RomanM’s Method

Posted on July 22, 2011 by Steven Mosher in R bloggers | 0 Comments

[This article was first published on Steven Mosher's Blog, and kindly contributed to R-bloggers]. (You can report issue about the content on this page here)

Want to share your content on R-bloggers? click here if you have a blog, or here if you don't.

I’ve succeeded in getting a version of RomanM and JeffId’s Thermal hammer working with version 1.3 of RghcnV3. This is going to be a long post because there is a lot of ground to cover. First, some errata, the “Globe” demo in V1.3 appears to have a missing line, looks like an editor bug, so I will have to push 1.4 to CRAN. CRAN has not been building packages for a bit, so I’ll post 1.4 here.

Roman’s method. Roman’s method is covered at a variety of posts at his site and at Jeffs. My goal here isn’t to explain his method in detail but rather to show how it will fit into RghcnV3, Roman’s method works by using all the information in all the time series to come up with an average of all the time series. The function is currently called ”temp.combine(), however that name will change as we move it into RghcnV3. I will also rename the function that uses Tamino’s method. As it stands temp.combine() takes a “mts” object or multiple time series object and a series of weights. It outputs a single time series, offsets for all time series, predicted values for all time series and residuals. For the first iteration I will leave the weights in. In discussions with Roman he indicated that these weights could be used for distance weighting, but we won’t we using that in today’s work.

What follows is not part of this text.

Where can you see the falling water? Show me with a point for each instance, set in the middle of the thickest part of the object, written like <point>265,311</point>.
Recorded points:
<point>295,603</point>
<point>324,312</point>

As I plowed through the code it became apparent to me that the paradigm of holding station data in columns ( the method used by me, roman and tamino) actually has some drawbacks especially when it comes to combining stations with ‘aggregate()’. I’m not in the mood to change a bunch of code from column based to row based; and, its not simply a matter of doing a few transpositions. Practically what this means is that some of the code used in Roman’s method will use loops. I’m actively working to remove that, but loops work, so working code wins the day.

Plan of attack:

The goal for this exercise is to use Roman’s method to calculate an average for a grid cell. In the CAM method we use a simple ‘mean’ to calculate the average for a grid cell. That happens in the function “rasterizeZoo()”. That function takes an inventory of stations and a 2 dimensional Zoo object and “rasterizes” stations into the grid structure of a 3D brick. A brick is lat/lon/time. Some side notes on rasterizeZoo(). RasterizeZoo() calls the raster function “rasterize”. Rasterize need the following inputs: a matrix of xy points (station lon/lat), a base raster to use for every layer, a matrix of values to rasterize into cells, and a function. The matrix has to have time in columns, stations in rows. So we feed it a zoo object and we transpose that zoo object ’under the hood’ inside the function. The lastest version of zoo just added a transpose function. arrg I needed that a couple months back. But again, I’m not rewriting a bunch of code, just yet.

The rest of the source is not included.